Following an eight month review, ASIC has released its findings on the PI insurance market and areas of regulatory risk for AFS licensees providing financial product advice to retail clients on Tier 1 products (referred to as ‘advice licensees’).

While the availability of PI insurance cover has improved, ASIC found that not all advice licensees have adequate cover.

ASIC detected compliance issues in five key areas and signalled an intention to increase surveillance of advice licensees to monitor compliance. ASIC’s position is that these issues should be addressed by the industry.

Availability of PI Insurance

ASIC noted that the PI insurance market is cyclical with premium increases and reduced market capacity when insurers experience poor profit ratios.  ASIC is of the view that there is currently stability in the market with a sufficient number of active insurers and flattening premiums.

However, it also noted that insurers continue to be more selective and cautious in offering PI insurance cover.

Adequacy of PI insurance

In its review, ASIC analysed the policies issued by what it considered the four most active PI insurers.  Generally, it found that the cover purchased by advice licensees did not meet the requirements set out in RG 126 – Compensation and insurance arrangements for AFS licensees in the following areas:

Defence costs should be above the limit of indemnity

ASIC found that almost 14% of the small advice licensees in the sample had their defence costs included in the limit of indemnity. RG 126.54 requires the defence costs to be covered in addition to the limit of indemnity.

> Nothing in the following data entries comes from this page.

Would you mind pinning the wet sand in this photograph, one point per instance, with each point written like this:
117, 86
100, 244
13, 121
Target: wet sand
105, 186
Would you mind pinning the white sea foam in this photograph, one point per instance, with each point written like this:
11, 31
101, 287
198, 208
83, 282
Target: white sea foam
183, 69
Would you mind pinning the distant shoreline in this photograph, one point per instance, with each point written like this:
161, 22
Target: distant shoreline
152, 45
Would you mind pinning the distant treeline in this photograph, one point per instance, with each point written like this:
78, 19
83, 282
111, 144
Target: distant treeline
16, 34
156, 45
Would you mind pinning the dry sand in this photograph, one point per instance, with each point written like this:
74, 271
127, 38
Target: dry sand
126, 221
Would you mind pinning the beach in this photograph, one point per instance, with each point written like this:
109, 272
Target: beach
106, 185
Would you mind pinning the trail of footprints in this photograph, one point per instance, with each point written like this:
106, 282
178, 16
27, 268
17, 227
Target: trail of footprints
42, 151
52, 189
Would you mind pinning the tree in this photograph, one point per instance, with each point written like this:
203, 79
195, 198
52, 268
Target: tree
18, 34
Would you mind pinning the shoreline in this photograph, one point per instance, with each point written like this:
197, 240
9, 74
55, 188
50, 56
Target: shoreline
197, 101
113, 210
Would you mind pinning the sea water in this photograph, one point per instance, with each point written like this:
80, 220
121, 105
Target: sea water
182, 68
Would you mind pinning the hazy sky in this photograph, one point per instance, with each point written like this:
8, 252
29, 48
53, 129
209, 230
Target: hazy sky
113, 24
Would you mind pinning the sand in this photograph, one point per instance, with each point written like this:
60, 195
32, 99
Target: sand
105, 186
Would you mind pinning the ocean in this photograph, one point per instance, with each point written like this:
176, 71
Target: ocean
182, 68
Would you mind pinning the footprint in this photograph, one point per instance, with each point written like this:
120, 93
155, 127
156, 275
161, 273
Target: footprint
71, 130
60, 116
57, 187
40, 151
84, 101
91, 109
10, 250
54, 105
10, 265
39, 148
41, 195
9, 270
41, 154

Inclusion of at least one automatic reinstatement

This requirement is set out in RG 126.  ASIC found that not all insurers provided one automatic reinstatement in their policy.

Cover for claims caused by fraud and dishonesty by directors, employees and other representatives

Of concern, ASIC found that half of the insurers in the sample excluded cover for loss or damage caused by fraud or dishonesty of directors, employees and other representatives. These insurers covered over 300 advice licensees.

Aggregation clauses and EDR scheme sub-limits

ASIC detected variation in policies as to whether aggregation applies and, if so, how claims are aggregated.  In some cases, multiple claims may be aggregated under a single limit of indemnity if they result from the same event, which may be failure of a financial product. In other cases, claims may be aggregated if they arise out of the same circumstances or acts, such as multiple parties relying on a common piece of advice.

Of particular concern to ASIC is the operation of aggregation clauses in policies combined with EDR (External Dispute Resolution) scheme sub-limits.  EDR scheme sub-limits are often significantly below the policy’s full limit of indemnity. As a result, multiple claims may be subject to a single EDR scheme sub-limit.

ASIC has made known its view that advice licensees are unlikely to be compliant with RG 126 without additional financial resources if their PI policy contains both aggregation clauses and EDR scheme sub-limits.  ASIC expects that a significant number of advice licensees are in this position.

Lack of aggregation of claims resulting in multiple excesses being payable

Conversely, ASIC also outlined its concern that where aggregation clauses do not apply multiple excesses may need to be paid.  The ability of an advice licensee to meet all excess payments when there are multiple claims is a consideration when determining whether the licensee has sufficient financial resources for the PI insurance to work in practice.

Where to from here?

ASIC expects the industry to address the issues it has identified and intends to increase surveillance to monitor compliance.

As a result, AFS licensees providing financial product advice should reassess whether they have adequate PI insurance cover to ensure they are meeting their obligations under RG 126.

Furthermore, it is timely for insurers and brokers to review the PI policies marketed to AFS licensees to ensure that the industry is meeting the need to provide RG 126 compliant policies and the compliance of existing policies is not misrepresented.